Rival Internet service providers (ISPs) keen to acquire the once-ailing European operations of Time Warner Inc.’s America Online (AOL) division may have to look elsewhere to expand their operations.
Speaking Tuesday at a Smith Barney investor conference in Phoenix, Time Warner Chief Executive Officer (CEO) Richard Parsons called AOL Europe “a pretty interesting success story” and said rumours in late 2003 about him holding talks to sell the European business were off the mark, according to a report published Wednesday in the online edition of The Washington Post. Smith Barney is a division of Citigroup Global Markets Inc.
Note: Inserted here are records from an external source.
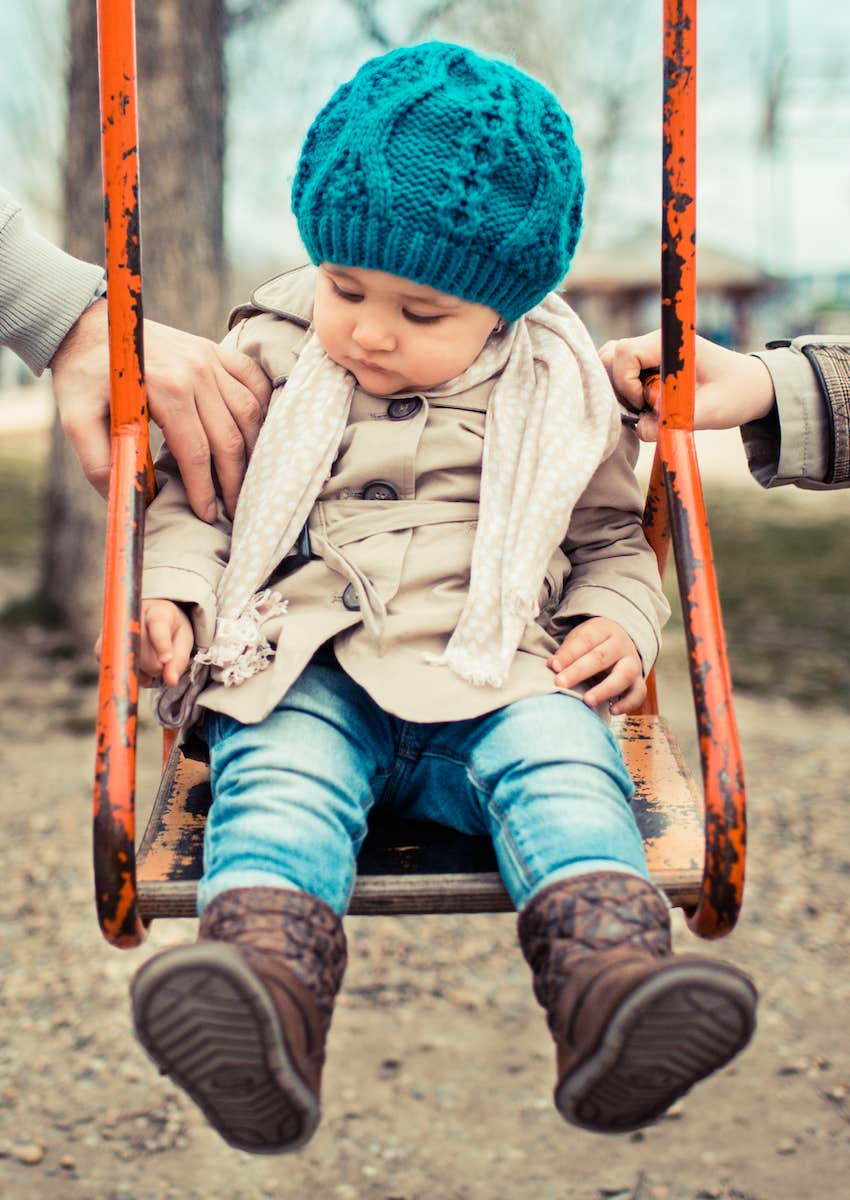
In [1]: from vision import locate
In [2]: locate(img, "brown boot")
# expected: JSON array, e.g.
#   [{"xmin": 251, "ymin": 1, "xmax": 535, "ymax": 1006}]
[
  {"xmin": 518, "ymin": 871, "xmax": 757, "ymax": 1134},
  {"xmin": 130, "ymin": 887, "xmax": 346, "ymax": 1154}
]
“In this overheated media environment, anytime you have lunch with somebody who is not related to you by blood there is speculation that there must be some deal being worked on,” Parson said in the media report. Those remarks came on the same day Olivier Sichel, chairman and CEO of French ISP Wanadoo SA, said in a radio interview that he is interested in all opportunities to expand his company’s European presence, including a purchase of AOL Europe. Sichel said he expects further consolidation in the European ISP market.
“We have held no talks with Time Warner about AOL Europe but as we have said all along, we aim to strengthen our business in Europe and that means we will study all options,” a spokeswoman for France Telecom SA said Wednesday. France Telecom, which spun off Wanadoo into an independent unit a couple of years ago, remains the major shareholder.
The French aren’t the only ones waving a flag at AOL. Rumours abound that Deutsche Telekom AG remains interested, even if Chairman and CEO Kai-Uwe Ricke denied holding talks to acquire the Internet company at a news conference in November.
Rumours of T-Online AG & Co. KG going shopping for ISPs have flourished since the German Internet company confirmed surplus capital of more than four billion euros (US$4.7 billion) days before the news conference with Ricke. Helping fuel speculation, T-Online CEO Thomas Holtrop said some of that money will be used for acquisitions in the months ahead.
“We are generally interested in increasing our market presence in Europe and are taking steps in this direction,” said T-Online spokesman Michael Schlechtriem, pointing to the December acquisition of Swiss ISP Scout25 AG.